Case Presentation: A 33-year-old woman with a past medical history of a calcaneal fracture requiring internal fixation complicated by poor wound healing and repair with a free flap, and polymicrobial osteomyelitis on home amoxicillin-clavulanate and IV daptomycin presented with three days of fevers, chills, and generalized malaise. She reported adherence to her home antibiotic regimen. She was tachycardic with a pulse of 113, and her right heel had a warm, nontender free flap with intact sutures and scant oozing. Her initial white blood cell count was 6.9K/uL, which decreased to 2.3K/uL the following day.
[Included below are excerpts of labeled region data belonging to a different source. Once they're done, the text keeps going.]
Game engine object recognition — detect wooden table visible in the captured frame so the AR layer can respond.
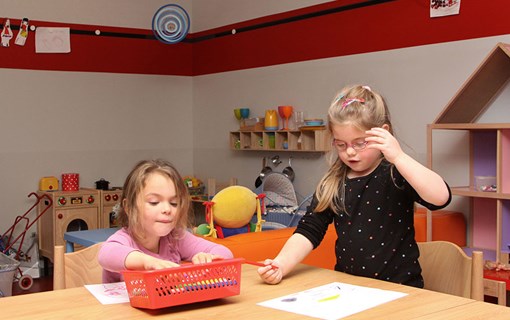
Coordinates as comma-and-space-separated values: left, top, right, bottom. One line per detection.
0, 265, 510, 320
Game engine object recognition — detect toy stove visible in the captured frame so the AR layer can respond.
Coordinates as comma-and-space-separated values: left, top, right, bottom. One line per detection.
100, 187, 122, 228
37, 188, 101, 261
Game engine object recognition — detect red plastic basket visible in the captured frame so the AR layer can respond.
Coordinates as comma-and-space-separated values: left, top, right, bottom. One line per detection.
122, 259, 244, 309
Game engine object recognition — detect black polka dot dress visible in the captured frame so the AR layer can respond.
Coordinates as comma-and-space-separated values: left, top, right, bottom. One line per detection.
295, 161, 451, 287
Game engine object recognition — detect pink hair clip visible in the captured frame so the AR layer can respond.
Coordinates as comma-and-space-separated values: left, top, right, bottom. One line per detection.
342, 98, 365, 109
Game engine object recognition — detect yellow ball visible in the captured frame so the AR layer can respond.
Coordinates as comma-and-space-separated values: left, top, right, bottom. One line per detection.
212, 186, 258, 228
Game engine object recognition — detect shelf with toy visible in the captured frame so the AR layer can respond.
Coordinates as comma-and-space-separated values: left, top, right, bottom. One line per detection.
230, 126, 330, 152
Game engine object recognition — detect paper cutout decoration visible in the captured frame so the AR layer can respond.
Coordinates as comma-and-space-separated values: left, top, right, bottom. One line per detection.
14, 18, 28, 46
1, 19, 12, 48
35, 27, 71, 53
430, 0, 460, 18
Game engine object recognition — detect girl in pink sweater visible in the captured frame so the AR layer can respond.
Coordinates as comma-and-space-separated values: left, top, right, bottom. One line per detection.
98, 160, 233, 283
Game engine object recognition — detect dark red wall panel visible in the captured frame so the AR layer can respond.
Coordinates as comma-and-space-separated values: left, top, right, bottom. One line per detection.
193, 0, 510, 75
0, 0, 510, 76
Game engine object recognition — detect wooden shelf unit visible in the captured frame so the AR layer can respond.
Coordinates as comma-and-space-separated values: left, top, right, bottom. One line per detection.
427, 43, 510, 265
230, 130, 330, 152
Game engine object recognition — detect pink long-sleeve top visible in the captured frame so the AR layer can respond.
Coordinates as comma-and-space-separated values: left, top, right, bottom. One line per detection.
98, 228, 233, 283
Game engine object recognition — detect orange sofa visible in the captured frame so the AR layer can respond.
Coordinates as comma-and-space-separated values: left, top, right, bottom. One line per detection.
208, 208, 466, 269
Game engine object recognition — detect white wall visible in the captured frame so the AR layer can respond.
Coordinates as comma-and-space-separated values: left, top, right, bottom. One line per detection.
0, 69, 193, 233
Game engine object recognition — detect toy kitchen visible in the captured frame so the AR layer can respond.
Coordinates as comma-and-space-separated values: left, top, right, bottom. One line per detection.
37, 173, 122, 262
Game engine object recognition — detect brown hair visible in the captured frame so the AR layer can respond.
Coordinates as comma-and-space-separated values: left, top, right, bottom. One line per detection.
315, 85, 393, 213
118, 159, 191, 241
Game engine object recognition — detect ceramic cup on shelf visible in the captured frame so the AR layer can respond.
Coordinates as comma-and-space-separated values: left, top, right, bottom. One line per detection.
264, 110, 278, 131
294, 111, 305, 130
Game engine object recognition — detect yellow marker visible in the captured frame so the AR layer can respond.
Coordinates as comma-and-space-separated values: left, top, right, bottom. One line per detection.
318, 294, 340, 302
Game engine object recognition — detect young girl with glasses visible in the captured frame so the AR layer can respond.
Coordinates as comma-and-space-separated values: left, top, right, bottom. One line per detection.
98, 160, 233, 283
258, 85, 451, 287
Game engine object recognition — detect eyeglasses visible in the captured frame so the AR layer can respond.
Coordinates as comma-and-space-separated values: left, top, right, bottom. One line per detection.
332, 139, 368, 151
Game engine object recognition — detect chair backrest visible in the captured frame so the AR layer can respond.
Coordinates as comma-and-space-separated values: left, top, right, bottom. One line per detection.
53, 243, 103, 290
418, 241, 484, 301
207, 178, 237, 199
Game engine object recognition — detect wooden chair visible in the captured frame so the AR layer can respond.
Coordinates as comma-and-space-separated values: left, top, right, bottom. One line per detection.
483, 278, 506, 306
418, 241, 484, 301
53, 243, 103, 290
207, 178, 237, 199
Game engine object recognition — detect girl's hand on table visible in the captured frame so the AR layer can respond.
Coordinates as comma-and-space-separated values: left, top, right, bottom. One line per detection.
144, 255, 180, 270
191, 252, 223, 264
257, 259, 283, 284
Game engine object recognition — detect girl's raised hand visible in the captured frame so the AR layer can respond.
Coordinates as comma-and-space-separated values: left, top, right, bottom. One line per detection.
257, 259, 283, 284
365, 128, 404, 163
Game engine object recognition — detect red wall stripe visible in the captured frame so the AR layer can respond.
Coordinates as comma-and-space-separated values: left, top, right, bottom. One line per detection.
193, 0, 510, 75
0, 0, 510, 76
0, 19, 192, 76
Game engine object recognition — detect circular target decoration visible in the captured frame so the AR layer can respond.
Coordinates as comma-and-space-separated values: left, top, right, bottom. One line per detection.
152, 4, 190, 44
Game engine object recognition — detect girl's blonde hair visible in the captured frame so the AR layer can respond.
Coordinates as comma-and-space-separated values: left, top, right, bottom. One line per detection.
118, 159, 191, 241
315, 85, 393, 214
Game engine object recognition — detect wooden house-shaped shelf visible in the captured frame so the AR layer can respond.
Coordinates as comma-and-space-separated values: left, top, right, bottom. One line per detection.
427, 43, 510, 264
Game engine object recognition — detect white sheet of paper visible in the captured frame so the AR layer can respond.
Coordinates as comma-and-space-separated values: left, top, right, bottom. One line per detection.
258, 282, 407, 319
35, 27, 71, 53
85, 282, 129, 304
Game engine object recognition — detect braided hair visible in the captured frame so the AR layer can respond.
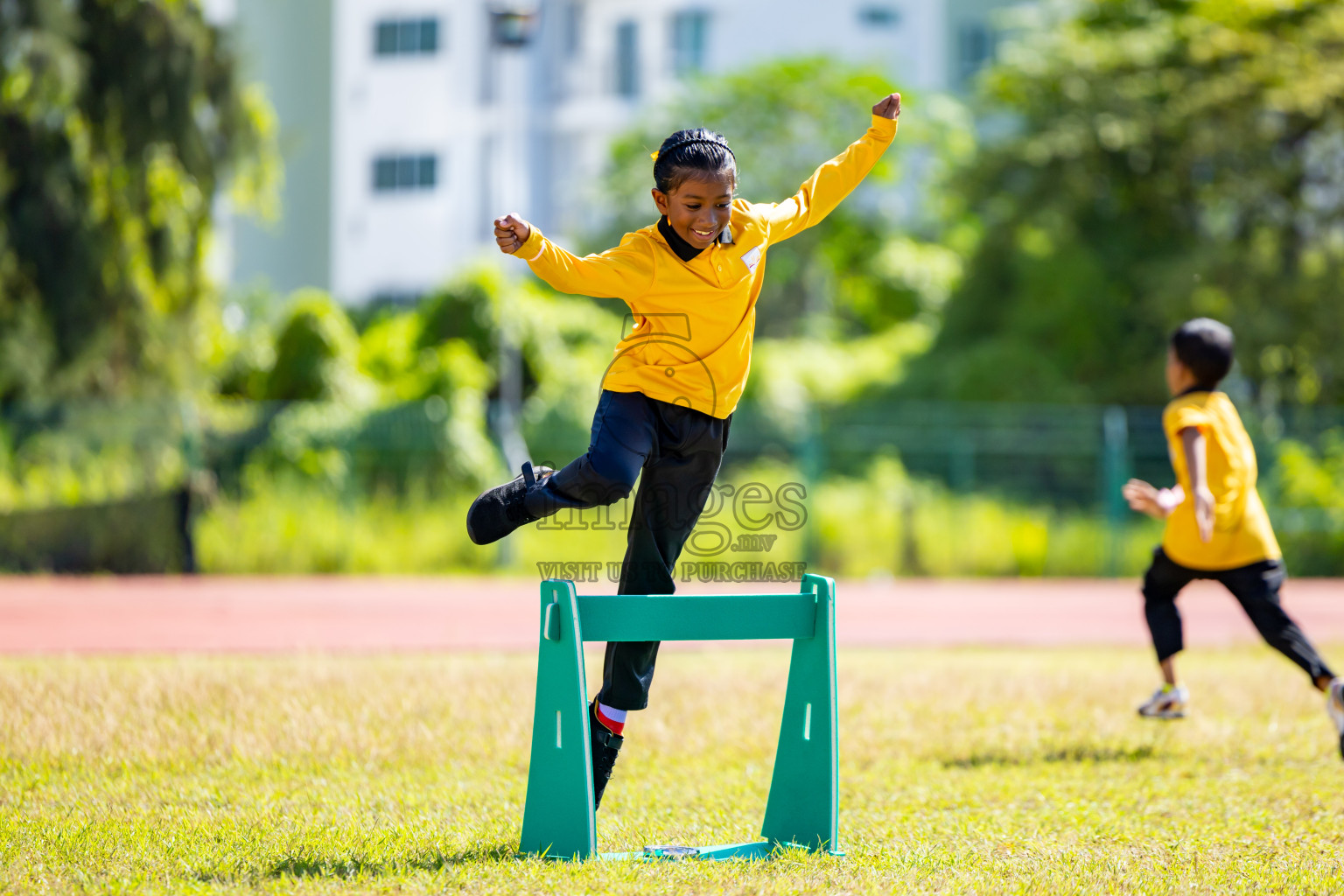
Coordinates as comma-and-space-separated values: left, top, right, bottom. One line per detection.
653, 128, 738, 193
She had a lactic acid of 2.1 mmol/L, an erythrocyte sedimentation rate of 29 mm/hr, an AST 67 units/L, and ALT of 140 units/L. An MRI revealed a new 3.9 cm soft tissue fluid collection near the Achilles tendon but was otherwise unchanged from prior and suspicious for osteomyelitis. Aspiration of the fluid pocket yielded serosanguinous fluid which did not harbor any bacteria by microscopy or culture. Both the orthopedic surgeon and plastic surgeon felt that the patient’s exam and imaging was not consistent with a recurrent infection of her heel. Cultures from the peripherally inserted central catheter (PICC) grew Pantoea species, with a time to detection of 7.53 hours. Peripheral cultures grew the same, with a time to detection of 11.04 hours. The patient was diagnosed with bacteremia secondary to a central line infection, the PICC was removed, and follow up blood cultures at 72 hours demonstrated clearance of the infection. Symptoms resolved shortly after removal of the line and initiation of broad-spectrum antibiotics. She was discharged home on an oral antibiotic regimen consisting of levofloxacin and metronidazole.

Discussion: The source of infection was initially assumed to be the patient’s calcaneus, which had previously been affected by polymicrobial osteomyelitis. However, an appropriately broad initial workup led us to identify the PICC as the actual source of infection and resulted in the timely treatment of the patient. The use of a PICC for outpatient parenteral therapy (OPAT) is broadly utilized to reduce hospital length of stay, but does come with risk including infection. The organism was further identified as Mixta calida, formerly Pantoea calida. This member of Enterobacteriaceae is a plant pathogen that was also isolated from infant formula in 2010. There have been three other published case reports since 2014 of this organism as a human pathogen: post-surgical meningitis, an implantable cardioverter defibrillator infection, and bacteremia in a patient with metastatic gastric cancer. This case is the first reported Mixta calida central line infection. Our specimen was sensitive to all antibiotics tested, but there has been a report of ampicillin resistant Mixta calida. Mixta calida appears to represent a rare but rising cause of infection. The source of our patient’s exposure to this organism was not identified.

Conclusions: Use of a PICC for OPAT is common but represents an infection risk, and any patient presenting with sepsis and a PICC in place must be evaluated for a line infection. Even in patients in whom a source of infection may appear obvious, a thorough evaluation is vital to making the correct diagnosis.